Em 2016, já depois do tal ano na equipa B, o Benfica quis reabilitar Taarabt. Planeou emprestá-lo ao Munique 1860, da Alemanha, e o marroquino, com tudo acertado, viajou para o sul germânico. O problema é que, depois de conhecerem Taarabt pessoalmente, os dirigentes do Munique 1860 já não quiseram avançar com o negócio. Este episódio, um dos mais bizarros da carreira de Taarabt, ilustra a forma como o marroquino nunca soube seduzir, fora do campo, da forma que chegou a seduzir dentro dele.

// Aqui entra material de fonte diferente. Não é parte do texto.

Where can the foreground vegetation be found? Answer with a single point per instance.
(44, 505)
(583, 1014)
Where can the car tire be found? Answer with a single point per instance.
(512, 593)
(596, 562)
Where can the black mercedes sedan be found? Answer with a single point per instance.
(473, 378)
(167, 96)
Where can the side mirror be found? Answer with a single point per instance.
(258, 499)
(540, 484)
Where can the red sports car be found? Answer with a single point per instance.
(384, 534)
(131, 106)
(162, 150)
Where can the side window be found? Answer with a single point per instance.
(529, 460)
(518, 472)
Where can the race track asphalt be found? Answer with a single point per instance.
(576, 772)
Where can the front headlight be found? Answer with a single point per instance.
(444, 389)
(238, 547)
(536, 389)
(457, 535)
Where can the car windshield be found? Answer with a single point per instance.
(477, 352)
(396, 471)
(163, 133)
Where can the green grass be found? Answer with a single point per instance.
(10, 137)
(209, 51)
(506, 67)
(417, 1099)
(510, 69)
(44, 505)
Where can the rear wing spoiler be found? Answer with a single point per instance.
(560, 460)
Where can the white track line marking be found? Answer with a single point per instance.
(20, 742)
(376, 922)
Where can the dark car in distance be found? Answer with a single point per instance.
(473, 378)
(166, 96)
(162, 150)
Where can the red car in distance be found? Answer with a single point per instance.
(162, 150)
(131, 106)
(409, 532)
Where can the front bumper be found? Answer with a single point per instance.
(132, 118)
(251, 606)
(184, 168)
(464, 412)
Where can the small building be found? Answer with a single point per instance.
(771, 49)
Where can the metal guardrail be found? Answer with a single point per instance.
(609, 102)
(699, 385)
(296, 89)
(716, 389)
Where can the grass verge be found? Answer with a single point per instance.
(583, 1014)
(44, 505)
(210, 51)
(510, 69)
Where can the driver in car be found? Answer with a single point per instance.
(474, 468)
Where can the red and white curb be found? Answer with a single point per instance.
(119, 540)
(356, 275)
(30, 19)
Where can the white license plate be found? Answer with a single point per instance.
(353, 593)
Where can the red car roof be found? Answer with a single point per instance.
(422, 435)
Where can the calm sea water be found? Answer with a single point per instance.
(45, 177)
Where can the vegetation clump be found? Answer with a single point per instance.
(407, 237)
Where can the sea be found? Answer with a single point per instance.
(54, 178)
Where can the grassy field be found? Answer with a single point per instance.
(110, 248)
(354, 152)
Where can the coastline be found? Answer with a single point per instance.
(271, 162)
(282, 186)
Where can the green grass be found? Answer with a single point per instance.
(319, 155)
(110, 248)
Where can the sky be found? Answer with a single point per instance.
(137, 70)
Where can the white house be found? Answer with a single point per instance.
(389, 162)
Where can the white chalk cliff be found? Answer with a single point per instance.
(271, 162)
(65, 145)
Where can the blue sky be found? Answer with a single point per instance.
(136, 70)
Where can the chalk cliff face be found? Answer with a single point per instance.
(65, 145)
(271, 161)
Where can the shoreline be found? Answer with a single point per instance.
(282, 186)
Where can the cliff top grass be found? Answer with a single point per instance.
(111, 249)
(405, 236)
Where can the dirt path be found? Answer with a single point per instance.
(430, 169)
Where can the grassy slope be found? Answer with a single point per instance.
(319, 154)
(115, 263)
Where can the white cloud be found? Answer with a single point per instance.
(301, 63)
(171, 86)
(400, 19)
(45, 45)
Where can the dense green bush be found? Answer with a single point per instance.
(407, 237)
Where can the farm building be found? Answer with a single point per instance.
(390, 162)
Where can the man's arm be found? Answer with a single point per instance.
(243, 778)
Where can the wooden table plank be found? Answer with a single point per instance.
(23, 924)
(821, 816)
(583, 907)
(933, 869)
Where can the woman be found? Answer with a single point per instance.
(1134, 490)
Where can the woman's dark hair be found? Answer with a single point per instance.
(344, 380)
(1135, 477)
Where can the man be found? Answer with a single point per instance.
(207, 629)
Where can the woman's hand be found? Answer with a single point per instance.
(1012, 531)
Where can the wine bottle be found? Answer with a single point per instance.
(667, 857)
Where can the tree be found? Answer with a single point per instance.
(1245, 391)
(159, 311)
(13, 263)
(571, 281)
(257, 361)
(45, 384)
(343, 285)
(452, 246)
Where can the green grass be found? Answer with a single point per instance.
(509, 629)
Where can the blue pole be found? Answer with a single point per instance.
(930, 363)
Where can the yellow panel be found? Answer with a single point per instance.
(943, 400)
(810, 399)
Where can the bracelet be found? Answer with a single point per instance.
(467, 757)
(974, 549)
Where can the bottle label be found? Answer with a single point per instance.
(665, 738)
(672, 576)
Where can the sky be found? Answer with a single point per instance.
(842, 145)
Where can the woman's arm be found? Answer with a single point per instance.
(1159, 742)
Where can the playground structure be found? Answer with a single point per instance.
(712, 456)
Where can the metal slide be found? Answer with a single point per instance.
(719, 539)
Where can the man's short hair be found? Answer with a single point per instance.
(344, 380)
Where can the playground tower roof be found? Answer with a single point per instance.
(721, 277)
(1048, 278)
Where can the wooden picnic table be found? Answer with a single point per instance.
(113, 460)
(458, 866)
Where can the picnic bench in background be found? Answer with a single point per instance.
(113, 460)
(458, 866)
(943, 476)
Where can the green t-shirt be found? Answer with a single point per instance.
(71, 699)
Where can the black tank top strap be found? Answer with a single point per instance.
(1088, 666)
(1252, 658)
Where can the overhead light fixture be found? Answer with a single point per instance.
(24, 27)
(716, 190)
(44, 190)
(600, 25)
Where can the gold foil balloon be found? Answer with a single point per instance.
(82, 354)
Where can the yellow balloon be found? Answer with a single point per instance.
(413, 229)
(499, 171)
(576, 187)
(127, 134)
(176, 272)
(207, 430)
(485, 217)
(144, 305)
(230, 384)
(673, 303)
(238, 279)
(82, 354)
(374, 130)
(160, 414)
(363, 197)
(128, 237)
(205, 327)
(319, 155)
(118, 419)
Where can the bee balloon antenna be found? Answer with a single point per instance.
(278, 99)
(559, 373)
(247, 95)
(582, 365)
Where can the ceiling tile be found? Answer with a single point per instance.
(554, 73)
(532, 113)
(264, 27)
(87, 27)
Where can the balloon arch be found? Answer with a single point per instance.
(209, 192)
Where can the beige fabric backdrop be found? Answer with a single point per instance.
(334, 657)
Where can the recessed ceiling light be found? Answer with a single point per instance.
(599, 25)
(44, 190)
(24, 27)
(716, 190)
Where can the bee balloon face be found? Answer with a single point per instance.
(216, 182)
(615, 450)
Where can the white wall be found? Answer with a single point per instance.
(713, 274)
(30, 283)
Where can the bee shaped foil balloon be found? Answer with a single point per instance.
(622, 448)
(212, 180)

Esfumou-se a Bundesliga, veio a Série A. O empréstimo ao Génova reabilitou Taarabt e o marroquino mudou: “Comecei a comer e beber bem. E já não saio à noite como dantes”.

Por extensão, veio o bom futebol. O jogador chegou a ser o driblador mais eficaz das principais ligas europeias. Segundo o site Who Scored, Taarabt, então no Génova, bateu nomes como Messi ou Neymar na percentagem de dribles bem-sucedidos. Chegou a ter mais de 93% de sucesso nos dribles, contra 71% de Messi e 70% de Neymar, por exemplo.

A última oportunidade?

Após o regresso ao Benfica, no Verão, Adel Taarabt estará a ter a última oportunidade de convencer o clube e os adeptos “encarnados”. Uma oportunidade de provar que é, dentro de campo, um Ferrari parecido com aquele que conduz. Até aqui, na Luz, não tem sido um “carro” de alta cilindrada, mas apenas uma “bicicleta”. Sem pedais.